Everything You Need To Know About Gum Disease

Improper care of the teeth and a poor oral hygiene routine are the leading causes of dental infections and diseases. Regular brushing and flossing of the teeth help to get rid of bacteria, food particles, and other disease-causing agents in the mouth. When these oral hygiene habits are irregular or not performed, the mouth becomes a breeding space for bacteria and other dental diseases and infections. A primary dental disease-causing agent that forms due to improper care and poor oral hygiene habits is dental plaque.

A dental plaque is a sticky, slimy film that attaches itself to the surface of the teeth. Dental plaques are made of bacteria, saliva, and sugary/starchy food remnants. They feed on these sugar/starchy food particles to produce acids. Dental plaques are the known leading cause of tooth decay. The acids they make wear down the tooth enamel and cause decay. However, tooth decay is not the only damage plaques can cause to dental health. When they are not cleaned through brushing or flossing the teeth, they harden and become tartar or calculus. The heavy presence of bacteria in plaques or tartar causes them to irritate the gums leading to gum disease.

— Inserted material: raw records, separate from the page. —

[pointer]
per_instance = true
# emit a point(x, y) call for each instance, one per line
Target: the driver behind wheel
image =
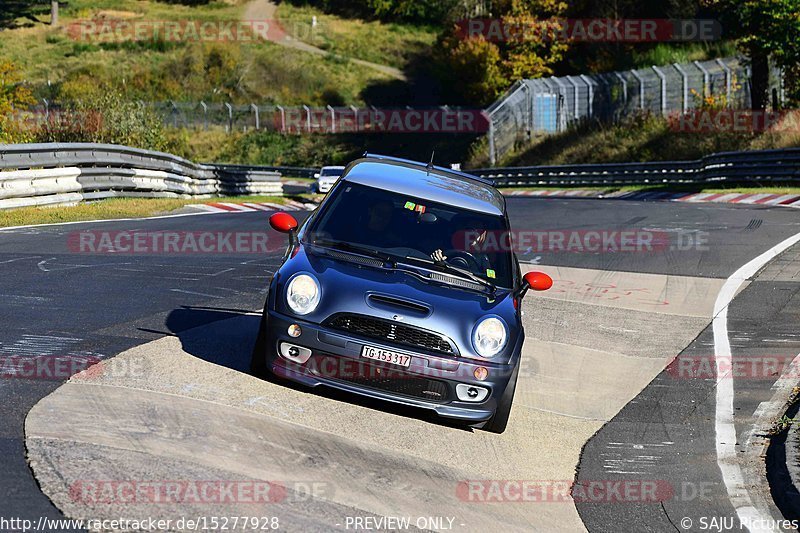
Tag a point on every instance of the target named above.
point(470, 235)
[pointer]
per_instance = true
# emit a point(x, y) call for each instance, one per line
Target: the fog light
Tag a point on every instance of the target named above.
point(298, 354)
point(471, 393)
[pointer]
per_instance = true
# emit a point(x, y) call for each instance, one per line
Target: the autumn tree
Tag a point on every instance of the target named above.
point(764, 30)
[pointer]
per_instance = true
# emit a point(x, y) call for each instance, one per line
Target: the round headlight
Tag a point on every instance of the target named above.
point(489, 337)
point(302, 294)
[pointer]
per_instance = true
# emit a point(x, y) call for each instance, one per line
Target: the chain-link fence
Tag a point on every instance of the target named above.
point(550, 105)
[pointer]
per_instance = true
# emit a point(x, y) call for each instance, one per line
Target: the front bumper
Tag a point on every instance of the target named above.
point(429, 382)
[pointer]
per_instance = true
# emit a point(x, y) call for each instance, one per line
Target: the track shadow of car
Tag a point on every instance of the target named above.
point(228, 337)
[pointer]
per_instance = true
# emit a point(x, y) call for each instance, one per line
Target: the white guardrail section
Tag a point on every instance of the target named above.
point(57, 174)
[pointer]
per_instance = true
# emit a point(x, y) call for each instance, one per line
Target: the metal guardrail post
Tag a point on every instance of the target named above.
point(528, 109)
point(641, 88)
point(727, 70)
point(685, 85)
point(308, 118)
point(333, 119)
point(205, 114)
point(283, 118)
point(624, 82)
point(562, 92)
point(230, 117)
point(576, 102)
point(782, 86)
point(174, 114)
point(254, 107)
point(490, 135)
point(663, 89)
point(590, 95)
point(706, 78)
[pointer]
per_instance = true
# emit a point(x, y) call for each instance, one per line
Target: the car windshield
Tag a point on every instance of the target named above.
point(416, 230)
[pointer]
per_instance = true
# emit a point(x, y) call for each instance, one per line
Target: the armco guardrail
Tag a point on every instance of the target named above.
point(286, 172)
point(52, 174)
point(763, 166)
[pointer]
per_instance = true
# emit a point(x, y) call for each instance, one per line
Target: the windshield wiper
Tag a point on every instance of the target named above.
point(447, 267)
point(355, 248)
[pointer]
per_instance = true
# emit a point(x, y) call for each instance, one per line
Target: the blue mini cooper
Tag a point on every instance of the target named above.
point(401, 286)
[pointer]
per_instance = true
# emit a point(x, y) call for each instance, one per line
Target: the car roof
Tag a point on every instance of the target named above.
point(431, 183)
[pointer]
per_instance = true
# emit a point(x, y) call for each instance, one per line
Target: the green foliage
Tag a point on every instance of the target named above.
point(471, 68)
point(477, 71)
point(430, 11)
point(103, 116)
point(764, 30)
point(13, 99)
point(639, 138)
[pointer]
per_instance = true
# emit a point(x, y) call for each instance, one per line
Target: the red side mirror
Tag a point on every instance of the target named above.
point(283, 222)
point(538, 281)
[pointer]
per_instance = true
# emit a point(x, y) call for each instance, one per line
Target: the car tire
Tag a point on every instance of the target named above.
point(258, 361)
point(498, 423)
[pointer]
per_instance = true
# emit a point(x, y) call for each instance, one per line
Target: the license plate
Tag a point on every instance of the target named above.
point(386, 356)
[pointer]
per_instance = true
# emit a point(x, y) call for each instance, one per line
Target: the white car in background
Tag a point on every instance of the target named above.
point(326, 177)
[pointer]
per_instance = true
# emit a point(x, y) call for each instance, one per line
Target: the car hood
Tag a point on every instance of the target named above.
point(347, 287)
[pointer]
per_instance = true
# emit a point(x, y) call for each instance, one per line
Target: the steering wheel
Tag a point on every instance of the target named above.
point(463, 259)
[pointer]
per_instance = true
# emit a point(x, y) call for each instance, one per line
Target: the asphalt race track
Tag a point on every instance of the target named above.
point(595, 397)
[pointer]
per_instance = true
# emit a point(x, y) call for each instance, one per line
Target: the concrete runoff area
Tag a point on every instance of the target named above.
point(182, 408)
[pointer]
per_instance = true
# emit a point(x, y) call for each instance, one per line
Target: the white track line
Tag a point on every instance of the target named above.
point(724, 426)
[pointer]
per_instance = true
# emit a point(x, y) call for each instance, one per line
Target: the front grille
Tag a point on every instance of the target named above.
point(391, 332)
point(385, 379)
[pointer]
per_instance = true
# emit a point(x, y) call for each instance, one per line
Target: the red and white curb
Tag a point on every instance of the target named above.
point(790, 200)
point(245, 207)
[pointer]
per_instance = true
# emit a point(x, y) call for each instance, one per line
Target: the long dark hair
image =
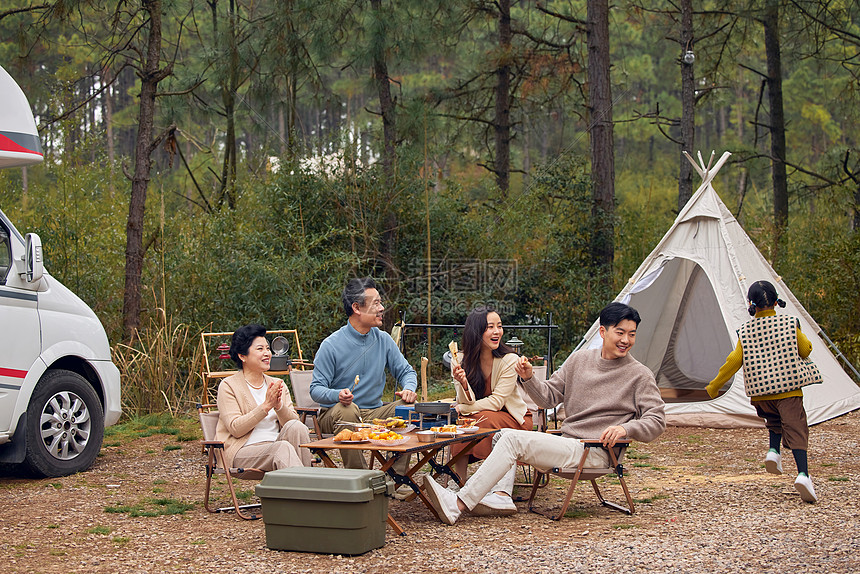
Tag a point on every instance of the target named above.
point(762, 295)
point(473, 333)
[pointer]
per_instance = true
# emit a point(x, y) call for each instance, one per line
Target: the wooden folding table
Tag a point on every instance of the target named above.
point(425, 453)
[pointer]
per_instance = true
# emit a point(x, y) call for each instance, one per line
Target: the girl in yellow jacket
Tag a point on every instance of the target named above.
point(760, 350)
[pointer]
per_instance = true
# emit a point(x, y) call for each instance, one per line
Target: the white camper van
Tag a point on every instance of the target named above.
point(58, 386)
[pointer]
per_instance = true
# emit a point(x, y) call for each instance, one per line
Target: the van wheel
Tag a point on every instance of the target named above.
point(65, 425)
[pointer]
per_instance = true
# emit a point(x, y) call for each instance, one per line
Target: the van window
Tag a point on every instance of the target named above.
point(5, 255)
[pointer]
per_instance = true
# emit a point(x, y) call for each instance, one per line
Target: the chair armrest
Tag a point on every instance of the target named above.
point(595, 442)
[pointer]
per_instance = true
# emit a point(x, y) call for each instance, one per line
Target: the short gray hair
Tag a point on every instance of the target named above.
point(354, 293)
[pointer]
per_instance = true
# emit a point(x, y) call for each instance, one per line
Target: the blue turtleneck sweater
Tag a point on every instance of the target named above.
point(347, 353)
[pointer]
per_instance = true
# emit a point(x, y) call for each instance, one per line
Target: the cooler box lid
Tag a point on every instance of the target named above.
point(324, 484)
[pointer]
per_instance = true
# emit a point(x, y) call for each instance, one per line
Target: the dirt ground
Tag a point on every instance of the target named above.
point(704, 504)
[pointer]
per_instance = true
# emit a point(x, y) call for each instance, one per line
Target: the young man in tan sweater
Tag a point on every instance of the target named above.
point(606, 393)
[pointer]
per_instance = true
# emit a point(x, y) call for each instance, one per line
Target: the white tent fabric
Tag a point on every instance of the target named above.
point(691, 295)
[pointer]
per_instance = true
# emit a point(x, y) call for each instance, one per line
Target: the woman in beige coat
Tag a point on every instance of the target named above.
point(486, 383)
point(257, 421)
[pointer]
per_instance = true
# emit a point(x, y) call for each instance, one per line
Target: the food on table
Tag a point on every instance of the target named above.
point(385, 435)
point(390, 422)
point(352, 436)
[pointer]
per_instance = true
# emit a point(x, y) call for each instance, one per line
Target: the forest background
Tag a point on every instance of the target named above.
point(214, 163)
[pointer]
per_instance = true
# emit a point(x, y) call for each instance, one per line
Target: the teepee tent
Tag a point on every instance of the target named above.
point(691, 295)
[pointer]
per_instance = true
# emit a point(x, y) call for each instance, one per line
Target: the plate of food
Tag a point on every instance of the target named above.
point(387, 438)
point(349, 436)
point(389, 442)
point(446, 430)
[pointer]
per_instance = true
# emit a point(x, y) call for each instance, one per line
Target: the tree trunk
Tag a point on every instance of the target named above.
point(502, 120)
point(134, 251)
point(688, 112)
point(602, 153)
point(107, 98)
point(386, 103)
point(777, 120)
point(389, 135)
point(228, 98)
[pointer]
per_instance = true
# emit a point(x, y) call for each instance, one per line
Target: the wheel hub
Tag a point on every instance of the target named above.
point(65, 425)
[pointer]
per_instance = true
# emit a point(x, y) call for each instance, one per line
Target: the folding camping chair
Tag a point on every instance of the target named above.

Gum disease in its early stage is referred to as gingivitis, and when left untreated, it can worsen to become periodontitis. Gingivitis occurs when bacteria buildup from the heavy presence of dental plaques causes gum inflammation. This can lead to bleeding while brushing or flossing. Refusal to get treatment for gum disease in Shavertown, PA, can cause gingivitis to worsen and become periodontitis. Periodontitis is an aggravated stage of gum disease in which the lack of gum infection treatment causes damage to the soft tissues and destroys the bones that support the teeth. They can cause the tooth to become loose and unstable. If the infection is left unchecked, you might lose the teeth or even require the extraction of the tooth by a Back Mountain Dental dentist in Shavertown, PA.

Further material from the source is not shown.